The DisplayBlog and DisplayMate are working on an interesting series of tests for Google's Nexus One phone AMOLED display and the iPhone's 3GS display. It's not finished yet, but they have posted the first tests of the AMOLED display. There's a lot of technical information, but here are the main conclusions:
- The OLED is 800x480, but uses PenTile technology, that has two-thirds of the total number of sub-pixels found on an 800x480 LCD, so it won’t be quite as sharp as a typical 800x480 display.
- The display has only 16-bits color depth, with just 32 or 64 intensity levels. DisplayMate say this is unacceptable for a high performance phone such as the Nexus One. The colors are coarse and inaccurate as a result.

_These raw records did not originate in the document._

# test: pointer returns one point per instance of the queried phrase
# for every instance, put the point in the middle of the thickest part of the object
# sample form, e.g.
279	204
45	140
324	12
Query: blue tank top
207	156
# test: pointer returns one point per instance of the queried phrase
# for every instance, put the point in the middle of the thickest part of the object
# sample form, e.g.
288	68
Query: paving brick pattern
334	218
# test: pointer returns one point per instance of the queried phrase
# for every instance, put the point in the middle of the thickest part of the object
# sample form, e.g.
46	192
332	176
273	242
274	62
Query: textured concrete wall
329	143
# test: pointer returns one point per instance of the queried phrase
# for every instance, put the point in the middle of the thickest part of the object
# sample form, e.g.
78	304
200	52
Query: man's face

- The display is excellent for text, icons and menu graphics, but poor for image and awful for resolution scaling. The problem with resolution scaling lies in the Android OS which uses a "laughably primitive scaling algorithm".

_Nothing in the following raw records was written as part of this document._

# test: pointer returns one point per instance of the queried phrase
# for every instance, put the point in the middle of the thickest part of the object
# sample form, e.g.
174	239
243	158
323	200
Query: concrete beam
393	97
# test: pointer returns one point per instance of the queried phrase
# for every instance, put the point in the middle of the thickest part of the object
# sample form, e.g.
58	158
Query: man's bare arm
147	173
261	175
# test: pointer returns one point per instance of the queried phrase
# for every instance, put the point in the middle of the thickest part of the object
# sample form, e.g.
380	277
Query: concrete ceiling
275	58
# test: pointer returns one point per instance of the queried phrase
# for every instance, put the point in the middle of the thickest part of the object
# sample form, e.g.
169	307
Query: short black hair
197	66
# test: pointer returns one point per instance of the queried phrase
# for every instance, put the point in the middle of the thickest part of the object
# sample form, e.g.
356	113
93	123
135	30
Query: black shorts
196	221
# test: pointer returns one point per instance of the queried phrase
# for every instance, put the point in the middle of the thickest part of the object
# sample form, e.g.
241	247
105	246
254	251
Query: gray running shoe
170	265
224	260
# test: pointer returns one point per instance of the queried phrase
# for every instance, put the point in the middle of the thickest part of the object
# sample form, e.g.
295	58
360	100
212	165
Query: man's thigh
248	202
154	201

- The peak white brightness is just 229 cd/m2 which is rather poor.
- The black brightness is outstanding (0.0035 cd/m2) - so dark it is hard to measure or even detect.
- The contrast ratio (65416) is great, the highest they have measured for a production display.
- The screen reflectance is relatively high and washes out the image, makes it hard to view in bright conditions.
- The phone uses Dynamic Color and Dynamic Contrast which results is exaggerated colors and stretching of images.
DisplayMate says that "if the Nexus One display were an LCD it would rank among the worst displays we have ever seen in a shipping product. Some of this is undoubtedly due to poor integration of the display hardware with the Android OS and software. Much of it, however, is simply due to very poor factory calibration and quality control, especially with the lack of any credible color and gray scale calibration. Most likely the display sub-assembly was just slapped in as-is into the phone".